None of this is terribly surprising, and he can do whatever he wants with the platform he owns, just like the guy before him did, and the guy before him. It’s just stupid garbage and the nth proof point that none of these self-professed free speech absolutists mean it when they say they care about that as a principle. Anyway, I take solace in the fact that he is surely the most miserable person on his own platform.
I bought a huge TV
At various points in adulthood, I have relied on a 28-inch TV or a laptop screen to watch TV and movies at my own apartment. From childhood I have reasoned that a big TV is a luxury item, something totally superfluous and unnecessary, and a movie is the same to me whether I’m watching it on a MacBook or a smallish TV screen while sprawled out across the couch. And while that may be true, sometimes you find a 55 inch TV for a really good price online after Thanksgiving and you think, it’s kind of crazy how I’ve never bought myself a Christmas gift. Should I buy myself this TV as a Christmas gift? What is the point of living if I can’t spend a reasonable amount of money on something to bring me happiness? And then you do it. So now I am the owner of a 55” TV, and I relish the joy of watching my stupid trash Bravo TV shows on the biggest screen I have ever personally had in my own apartment. It has already changed my life. I watch a show I have watched one hundred times and the colors seem crisper, the movement of the cast members smoother. It’s like being on very good drugs watching TV. I will be parked in front of it often throughout the depths of the winter. Maybe having a big TV will even fix my lifelong aversion to watching most movies. Do you have a theory about big TV ownership? Did your life also change when you bought a big TV? Do you think I’m stupid for buying a big TV? Sound off in the comments.
Nothing better
2022 has been a bit of a nostalgic music year for me — I bought tickets to and saw concerts for My Chemical Romance, Bright Eyes and Modest Mouse (the latter of whom I am seeing tomorrow for the third time, unfortunately at Terminal 5). Today I bought tickets to see the Postal Service and Death Cab for Cutie in concert next year. The tickets are for seats because I’m too old and tired to stand and sway while potentially losing my mind hearing We Will Become Silhouettes live at MSG in September, and they are good seats because I deserve not to be in the nosebleeds while living a version of 2004 I didn’t get to experience in 2004 due to being 11 years old. Something something healing your inner child.
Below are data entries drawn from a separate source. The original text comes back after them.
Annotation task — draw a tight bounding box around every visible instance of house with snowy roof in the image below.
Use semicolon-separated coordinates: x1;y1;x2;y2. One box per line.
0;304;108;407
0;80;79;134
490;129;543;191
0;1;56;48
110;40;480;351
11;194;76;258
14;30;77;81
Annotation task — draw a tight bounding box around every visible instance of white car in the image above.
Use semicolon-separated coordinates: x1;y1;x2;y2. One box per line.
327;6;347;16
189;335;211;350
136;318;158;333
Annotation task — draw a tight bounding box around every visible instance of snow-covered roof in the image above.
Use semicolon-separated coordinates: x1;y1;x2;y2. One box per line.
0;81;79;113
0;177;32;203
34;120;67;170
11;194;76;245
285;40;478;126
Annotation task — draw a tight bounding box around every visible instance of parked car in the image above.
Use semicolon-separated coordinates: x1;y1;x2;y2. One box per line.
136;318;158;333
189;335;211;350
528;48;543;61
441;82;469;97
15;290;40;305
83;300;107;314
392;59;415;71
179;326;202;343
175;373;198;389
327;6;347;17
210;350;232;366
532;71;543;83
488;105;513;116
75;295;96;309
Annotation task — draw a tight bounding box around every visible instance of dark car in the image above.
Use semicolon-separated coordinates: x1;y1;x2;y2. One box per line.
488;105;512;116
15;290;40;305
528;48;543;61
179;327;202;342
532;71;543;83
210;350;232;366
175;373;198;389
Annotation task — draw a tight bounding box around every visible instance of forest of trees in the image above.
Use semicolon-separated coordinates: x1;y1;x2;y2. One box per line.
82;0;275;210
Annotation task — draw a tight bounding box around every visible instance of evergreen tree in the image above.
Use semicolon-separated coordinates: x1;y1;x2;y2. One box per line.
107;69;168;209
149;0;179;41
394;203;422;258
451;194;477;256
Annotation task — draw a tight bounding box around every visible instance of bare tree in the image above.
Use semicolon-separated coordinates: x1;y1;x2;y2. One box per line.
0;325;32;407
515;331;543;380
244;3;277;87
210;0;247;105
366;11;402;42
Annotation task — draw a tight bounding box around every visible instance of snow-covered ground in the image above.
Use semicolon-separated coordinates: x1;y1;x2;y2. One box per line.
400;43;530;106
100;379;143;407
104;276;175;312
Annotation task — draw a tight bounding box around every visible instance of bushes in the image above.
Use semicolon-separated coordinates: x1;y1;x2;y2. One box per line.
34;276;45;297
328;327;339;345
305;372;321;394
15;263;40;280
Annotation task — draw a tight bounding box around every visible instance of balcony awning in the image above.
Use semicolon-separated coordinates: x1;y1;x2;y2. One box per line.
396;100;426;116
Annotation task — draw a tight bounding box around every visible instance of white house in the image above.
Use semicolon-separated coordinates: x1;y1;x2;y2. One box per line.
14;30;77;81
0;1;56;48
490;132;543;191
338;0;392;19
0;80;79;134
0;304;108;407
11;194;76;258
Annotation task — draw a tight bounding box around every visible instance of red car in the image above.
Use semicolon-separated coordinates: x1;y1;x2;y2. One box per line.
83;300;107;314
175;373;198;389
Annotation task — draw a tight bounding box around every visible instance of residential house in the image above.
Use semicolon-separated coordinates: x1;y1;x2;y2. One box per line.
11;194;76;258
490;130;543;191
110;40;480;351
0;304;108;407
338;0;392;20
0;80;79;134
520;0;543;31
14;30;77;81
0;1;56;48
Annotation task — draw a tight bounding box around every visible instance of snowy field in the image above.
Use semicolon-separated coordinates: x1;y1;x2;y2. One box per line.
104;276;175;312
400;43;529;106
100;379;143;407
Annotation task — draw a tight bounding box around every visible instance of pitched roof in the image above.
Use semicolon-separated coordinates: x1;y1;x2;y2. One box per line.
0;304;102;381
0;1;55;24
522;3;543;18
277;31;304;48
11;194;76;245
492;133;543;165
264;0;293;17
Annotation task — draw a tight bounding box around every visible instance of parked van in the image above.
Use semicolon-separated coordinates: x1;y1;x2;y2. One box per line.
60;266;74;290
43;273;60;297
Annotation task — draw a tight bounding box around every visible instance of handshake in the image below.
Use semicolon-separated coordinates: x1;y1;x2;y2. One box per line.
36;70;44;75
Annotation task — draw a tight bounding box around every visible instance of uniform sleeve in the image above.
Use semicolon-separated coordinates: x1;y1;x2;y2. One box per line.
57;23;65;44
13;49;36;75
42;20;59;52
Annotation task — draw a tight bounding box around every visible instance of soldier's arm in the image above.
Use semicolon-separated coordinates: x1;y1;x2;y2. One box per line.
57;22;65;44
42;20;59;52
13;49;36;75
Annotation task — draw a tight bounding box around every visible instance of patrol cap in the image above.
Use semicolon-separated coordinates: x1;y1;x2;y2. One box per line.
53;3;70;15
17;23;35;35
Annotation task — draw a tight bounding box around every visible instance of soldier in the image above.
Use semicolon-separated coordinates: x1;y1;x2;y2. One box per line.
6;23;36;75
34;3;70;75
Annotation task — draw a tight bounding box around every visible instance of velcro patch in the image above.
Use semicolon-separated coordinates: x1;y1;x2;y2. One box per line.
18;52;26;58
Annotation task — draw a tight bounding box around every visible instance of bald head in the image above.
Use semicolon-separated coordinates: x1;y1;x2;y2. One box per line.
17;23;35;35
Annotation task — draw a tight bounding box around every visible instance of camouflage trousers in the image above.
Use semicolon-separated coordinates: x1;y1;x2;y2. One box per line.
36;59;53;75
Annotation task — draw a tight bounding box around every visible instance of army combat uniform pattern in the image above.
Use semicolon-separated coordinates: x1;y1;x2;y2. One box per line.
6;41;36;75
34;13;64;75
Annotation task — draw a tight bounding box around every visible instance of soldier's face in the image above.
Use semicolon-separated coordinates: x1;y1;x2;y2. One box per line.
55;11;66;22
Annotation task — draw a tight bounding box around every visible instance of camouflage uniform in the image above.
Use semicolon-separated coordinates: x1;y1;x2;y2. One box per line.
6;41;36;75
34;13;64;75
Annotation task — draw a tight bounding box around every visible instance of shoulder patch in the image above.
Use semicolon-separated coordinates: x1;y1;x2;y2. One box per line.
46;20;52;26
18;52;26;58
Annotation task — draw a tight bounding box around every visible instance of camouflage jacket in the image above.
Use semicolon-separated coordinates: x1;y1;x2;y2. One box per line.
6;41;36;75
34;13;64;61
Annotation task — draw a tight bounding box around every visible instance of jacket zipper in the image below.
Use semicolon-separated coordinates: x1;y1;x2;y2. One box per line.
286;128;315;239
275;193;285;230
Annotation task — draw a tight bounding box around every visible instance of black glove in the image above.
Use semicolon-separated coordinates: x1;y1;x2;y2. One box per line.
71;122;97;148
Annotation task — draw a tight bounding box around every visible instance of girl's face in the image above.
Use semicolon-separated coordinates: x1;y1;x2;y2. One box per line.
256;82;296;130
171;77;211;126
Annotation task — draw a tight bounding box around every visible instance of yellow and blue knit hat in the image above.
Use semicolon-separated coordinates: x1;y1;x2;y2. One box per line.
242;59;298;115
The first flat screen tv I bought was a 41 inch Samsung which I thought was so big even though I was watching from about 10 yards away. My eyes were much better back in 2005, being only 55 years old. I later moved to a 55 inch plasma five years later which was that big I thought I might need to get new glasses to cope with the impact. Now I have a Sony 75 inch monster on the wall about four yards from my computer station chair and again I was almost intimidated when I first got it. Funny thing is, the 41 and 55 inch screens now seem relatively compact, I am thinking of upgrading my pc screen from 32 inch to 42 inch, and the 75 inch critter seems like I could maybe move to even bigger! It takes a short period of time to go from "Oh my god, this thing is HUGE!!!" to "oh yeah, it's the tv, nice." Also at 72, my eyes appreciate the increasing size and crisp resolution of the images a lot more. Enjoy your screen Maya, and remember, 75 is the new 41, at least in tvs!
Nice post! I *do not* you are stupid for buying a big TV!